The following syntax are equivalent:

>>> G.has_edge(0, 1)
True
>>> 1 in G[0]  # though this gives KeyError if 0 not in G
True
has_node(n)

Returns True if the graph contains the node n.

Identical to n in G

Parameters

n (node) –

Examples

>>> G = nx.path_graph(3)  # or DiGraph, MultiGraph, MultiDiGraph, etc
>>> G.has_node(0)
True

It is more readable and simpler to use

>>> 0 in G
True
index_generator()[source]

Generate indices for the nodes of self.

Set the to_indices and to_points attribute of self with points- to-indices and indices-to-points dictionaries, respectively. Indices are generated using the built-in sorted function (in case of macronodes, the central/integer coordinates are sorted).

is_directed()

Returns True if graph is directed, False otherwise.

is_lc_equivalent(graph2, clifford_form='tensor')[source]

Check if two EGraphs are LC equivalent, and return the Clifford operation if so.

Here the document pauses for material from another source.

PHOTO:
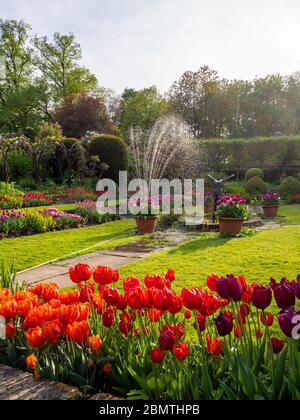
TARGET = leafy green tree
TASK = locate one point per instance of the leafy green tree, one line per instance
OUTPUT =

Implemented as in arXiv:quant-ph/0405023.

Parameters
  • graph2 (EGraph) – the graph to check Clifford equivalence against.

  • clifford_form

    a string describing the output form of local Clifford operation, if it exists.

    If ‘tensor’ (default), produce a list of length n of 2x2 numpy arrays corresponding

    to single-qubit tensor factors.

    If ‘global’, return a single 2nx2n numpy array corresponding to the global operator

    acting on all n qubits.

Returns

whether the states are LC equivalent, and if they are, the local

Clifford output according to ‘clifford_form’ specification.

Return type

(bool, numpy.array)

is_multigraph()

Returns True if graph is a multigraph, False otherwise.

macronize(pad_boundary=False, disp=0.1)[source]

Return a new, macronized version of self.

See egraph.macronize for more details.

nbunch_iter(nbunch=None)

Returns an iterator over nodes contained in nbunch that are also in the graph.

The nodes in nbunch are checked for membership in the graph and if not are silently ignored.

Parameters

nbunch (single node, container, or all nodes (default= all nodes)) – The view will only report edges incident to these nodes.

Returns

niter – An iterator over nodes in nbunch that are also in the graph. If nbunch is None, iterate over all nodes in the graph.

Return type

iterator

Raises

NetworkXError – If nbunch is not a node or sequence of nodes. If a node in nbunch is not hashable.

See also

Graph.__iter__

Notes

When nbunch is an iterator, the returned iterator yields values directly from nbunch, becoming exhausted when nbunch is exhausted.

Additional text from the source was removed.